The Context Problem
You've been there: you start a new Claude Code session, and you have to re-explain the project architecture, the decisions you made yesterday, and the task you were working on. As projects grow, this problem gets worse.
Decisions are forgotten. Tasks slip through the cracks. You end up re-explaining the same things over and over. The AI has no memory of what happened in previous sessions.
SubFrame's Approach
SubFrame solves this with a three-part system that the AI reads at the start of every session:
1. STRUCTURE.json — The Module Map
A machine-readable map of your codebase: which modules exist, what they export, what they depend on. The AI knows where everything is without scanning the entire project.
{
"modules": {
"main/tasksManager": {
"path": "src/main/tasksManager.js",
"purpose": "Task CRUD operations",
"exports": ["init", "loadTasks", "addTask"],
"depends": ["fs", "path", "shared/ipcChannels"]
}
}
}This updates automatically via a pre-commit hook — only changed files are parsed, not the entire project.
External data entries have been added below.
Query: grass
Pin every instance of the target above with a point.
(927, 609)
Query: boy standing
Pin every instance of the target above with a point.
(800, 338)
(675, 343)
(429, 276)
2. PROJECT_NOTES.md — Decision Log
This is where decisions and important conversations are captured — as they happen, not as summaries after the fact.
"Don't write a summary — add the conversation as is, with its context. The user's words, the reasoning, the alternatives considered."
The key design decision: the AI asks the user "Should I add this to notes?" at natural breakpoints — when a task is completed, when an architectural decision is made, or when a bug fix reveals something noteworthy. The user decides what's important.
3. tasks.json — Task Tracking
Tasks are detected from conversations automatically. When the user says "let's add this feature" or "we'll do this later", the AI recognizes the pattern and offers to add it to the task list.
Each task includes the user's original request (verbatim), acceptance criteria, and technical notes — so a future session has full context on what needs to be done.
Design Principles
Several key principles shaped this system:
- No "End Session" button — context capture should be organic, not forced
- User decides importance — the AI suggests, but never auto-saves notes without asking
- Not summaries, but conversations — context must be preserved as-is
- Don't spam — not every small change deserves a note. Typo fixes, simple corrections — skip those
How It Works in Practice
When you start a new session with Claude Code in a SubFrame project, the AI reads AGENTS.md which tells it to check these three files. Within seconds, it knows:
- The full project structure and module dependencies
- All past decisions and their reasoning
- Pending tasks and their context
No re-explaining. No context loss. The session picks up where the last one left off.
This approach works with any AI coding tool — Claude Code reads CLAUDE.md natively, Gemini CLI reads GEMINI.md, and Codex CLI gets the context injected via a wrapper script. Same system, multiple tools.